BACKGROUND: Although recombinant interferon-α (rIFNα) effectively treats patients with early myelofibrosis, the effect of driver and high molecular risk (HMR) mutations has not been considered. In this phase 2 study, for the first time, the authors correlate response to rIFNα treatment with driver and HMR mutations. METHODS: Patients were diagnosed using World Health Organization or International Working Group for Myeloproliferative Neoplasms Research and Treatment criteria. Only patients who had low or intermediate-1 Dynamic International Prognostic Scoring System scores with ≥15% hematopoietic bone marrow foci were included.
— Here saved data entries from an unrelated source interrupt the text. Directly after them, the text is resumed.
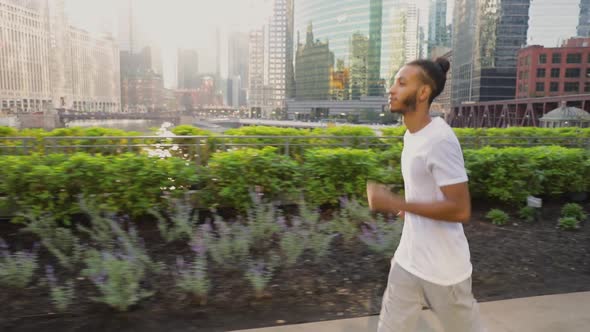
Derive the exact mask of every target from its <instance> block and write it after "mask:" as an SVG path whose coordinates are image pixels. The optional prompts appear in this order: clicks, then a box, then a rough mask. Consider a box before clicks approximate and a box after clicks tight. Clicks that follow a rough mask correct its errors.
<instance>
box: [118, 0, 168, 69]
mask: <svg viewBox="0 0 590 332" xmlns="http://www.w3.org/2000/svg"><path fill="white" fill-rule="evenodd" d="M120 6H121V7H120V8H119V10H120V12H119V48H120V50H121V53H122V54H124V56H125V57H129V58H130V64H131V65H132V67H137V68H139V67H141V68H140V69H141V70H144V71H151V72H153V73H154V74H156V75H163V68H162V67H163V65H162V54H161V50H160V47H159V46H158V45H157V44H156V43H155V42H154V41H153V40H150V38H149V36H148V35H147V33H146V31H145V28H144V24H142V22H141V21H140V20H139V18H138V17H139V15H138V14H139V13H138V11H139V8H140V6H139V1H138V0H124V1H122V2H121V4H120ZM122 62H124V61H122ZM124 71H125V70H124Z"/></svg>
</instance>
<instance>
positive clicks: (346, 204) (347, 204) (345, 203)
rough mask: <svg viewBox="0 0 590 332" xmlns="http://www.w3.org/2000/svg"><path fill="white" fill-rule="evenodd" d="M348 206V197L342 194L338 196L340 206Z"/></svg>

History, symptom assessment, physical examination, and blood and bone marrow studies were performed. Genomic DNA was extracted from frozen cells, and next-generation targeted sequencing of 45 genes was performed. Either rIFNα-2b (0.5 million units subcutaneously 3 times weekly) or pegylated rIFNα-2a (45 µg weekly) with escalation was initiated. All patients were followed at the authors' institution, and regular bone marrow biopsies were encouraged. International Working Group for Myeloproliferative Neoplasms Research and Treatment and European LeukemiaNet treatment response criteria were used. RESULTS: Of 30 patients (16 women and 14 men; median age, 58 years), 22 were classified as low risk, and 8 were classified as intermediate-1 risk. Two patients achieved complete remission, 9 achieved partial remission, 4 had clinical improvement, 7 had stable disease; 3 had progressive disease, 1 relapsed, and 4 died. There were 22 patients with JAK mutations, 6 with CALR mutations, and 2 with MPL mutations. Seventy-three percent of patients improved or remained stable with acceptable toxicity, including 37% who achieved complete or partial remission. There was no correlation between treatment response and baseline driver mutations or Dynamic International Prognostic Scoring System scores. Of 8 poor responders, 3 had ASXL1 or SRSF2 mutations. CONCLUSIONS: Early treatment with rIFNα in patients without HMR mutations may prevent the development of marked splenomegaly, anemia, and florid myelofibrosis. Molecular profiling at the time of diagnosis may predict prognosis and treatment response. Cancer 2017;123:2680-87. © 2017 American Cancer Society.